🤖 AI Summary
This work addresses how to enhance the automation of traditional symbolic theorem provers by leveraging formal proof data, avoiding reliance on resource-intensive end-to-end large language model (LLM) provers. It introduces LLM2Ltac, the first approach that employs an LLM as an intelligent synthesizer of symbolic tactics: through prompt engineering, reusable tactics are mined from Coq proof corpora, rigorously validated, and integrated into CoqHammer. This strategy enables data-driven automatic enhancement while preserving the efficiency of symbolic systems. Experimental results demonstrate that, on a benchmark of 6,199 real-world theorems, the mined tactics enable CoqHammer to prove an additional 23.87% of theorems; when combined with Claude Code, the overall proving rate improves by 9.90%.
📝 Abstract
Automated theorem proving is essential for the formal verification of safety-critical systems. As the corpus of formal proofs grows, a natural paradigm is to learn from existing proofs. However, current learning-based approaches predominantly train Large Language Models (LLMs) as end-to-end provers, which yields resource-intensive, opaque systems. Conversely, while traditional symbolic provers are computationally efficient, how to automatically improve these solvers from data remains an open challenge.

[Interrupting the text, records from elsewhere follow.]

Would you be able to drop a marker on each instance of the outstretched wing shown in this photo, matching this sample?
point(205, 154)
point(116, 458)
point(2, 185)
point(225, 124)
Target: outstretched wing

This paper bridges this gap by proposing LLM2Ltac, the first approach that leverages the reasoning power of LLMs not as end-to-end provers, but as intelligent synthesizers to mine purely symbolic tactics from data. Given a corpus of formal proofs, LLM2Ltac asks an LLM to identify latent proof strategies and formalize them into reusable tactics. These tactics are verified for validity and generalizability, and finally integrated into symbolic provers to enhance their automated proving capabilities without the runtime cost of LLMs.
We implement LLM2Ltac on Rocq 8.20.0 and mine tactics from 11,725 theorems in the standard library. We evaluate our approach on 6,199 theorems from four large real-world verification projects, namely, compcert, Coq-Art, Ext-Lib, and VFA. Results show that the mined tactics improve CoqHammer to prove 23.87% more theorems, and when integrating the improved CoqHammer with Claude Code, the overall proved theorems increases by 9.90%, indicating the effectiveness of LLM2Ltac.